“A lot of workers are scared they could face hour cuts,” said Kudler. “People are scared to stand up for themelves.” But others, said Kudler, are emboldened when they see their co-workers attend protests.
“Many people say they were just at their wit’s end,” said Kudler said, adding that they have “nothing left to lose.”
At a Chipotle restaurant on Walnut Street along the marchers' route, and home to upscale retail stores, Jesus Mendoza, 19, was also unaware of the minimum wage movement, and he expressed skepticism about its goals.
“That would be great, but it doesn’t seem possible,” said Mendoza. “I’m pretty content here.” He said he earns $9 an hour, but could see a raise to $11.
At a nearby Starbucks, workers said they appreciated the health and education benefits the company offers for full time workers.

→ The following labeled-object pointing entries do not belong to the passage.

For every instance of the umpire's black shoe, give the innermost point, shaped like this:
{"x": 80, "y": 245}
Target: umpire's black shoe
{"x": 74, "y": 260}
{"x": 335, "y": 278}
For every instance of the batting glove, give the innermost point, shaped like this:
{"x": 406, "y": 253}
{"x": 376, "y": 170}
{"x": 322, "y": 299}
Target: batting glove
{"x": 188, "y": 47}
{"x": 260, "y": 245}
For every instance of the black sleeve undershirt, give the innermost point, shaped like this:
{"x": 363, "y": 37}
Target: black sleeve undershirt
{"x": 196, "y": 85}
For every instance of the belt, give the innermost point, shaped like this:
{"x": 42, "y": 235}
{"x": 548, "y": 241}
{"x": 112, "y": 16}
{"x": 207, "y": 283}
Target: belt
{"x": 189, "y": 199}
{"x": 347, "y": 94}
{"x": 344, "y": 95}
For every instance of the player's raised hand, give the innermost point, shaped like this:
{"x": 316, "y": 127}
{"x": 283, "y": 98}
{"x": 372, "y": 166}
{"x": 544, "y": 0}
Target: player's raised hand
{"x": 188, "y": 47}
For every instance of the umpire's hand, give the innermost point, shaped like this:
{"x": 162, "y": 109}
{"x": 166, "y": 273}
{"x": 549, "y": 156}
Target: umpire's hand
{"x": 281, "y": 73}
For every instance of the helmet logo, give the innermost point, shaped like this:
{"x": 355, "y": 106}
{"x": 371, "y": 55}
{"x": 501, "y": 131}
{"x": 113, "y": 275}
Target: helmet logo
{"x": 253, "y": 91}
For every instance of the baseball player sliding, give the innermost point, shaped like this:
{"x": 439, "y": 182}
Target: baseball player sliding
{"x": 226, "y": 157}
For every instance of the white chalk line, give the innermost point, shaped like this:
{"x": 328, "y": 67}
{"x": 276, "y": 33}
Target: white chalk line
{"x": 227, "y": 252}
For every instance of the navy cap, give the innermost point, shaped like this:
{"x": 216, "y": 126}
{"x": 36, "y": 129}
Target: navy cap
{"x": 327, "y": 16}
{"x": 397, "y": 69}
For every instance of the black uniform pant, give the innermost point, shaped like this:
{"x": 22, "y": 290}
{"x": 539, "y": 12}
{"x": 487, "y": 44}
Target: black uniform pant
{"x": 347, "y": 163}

But they said their wages, even with tips, don’t keep up with the cost of living.
“I make just shy of $10 and hour as a supervisor. Baristas start at $7.60. Performance-based reviews get you a few cents extra every six months,” said Jane Gagliard, 23.
The baristas didn’t know about the minimum wage protest until it passed by their door.
Gagliard stressed that Starbucks treats its employees better than a lot of companies, but that “the wages are similar everywhere.”
“My rent’s about average and it takes up almost a whole paycheck,” said Gagliard. “Factor in utilities and feeding yourself and you don’t have a ton of wiggle room left at the end of the month.”
One worker said she relies on Starbuck’s leftovers for food. An unpredictable schedule also means it’s hard for them to get a second job. All four employees on shift agreed that $15 would really help.
“Two weeks with forty hours each, and it all goes to bills,” said barista Jose Gonzalez.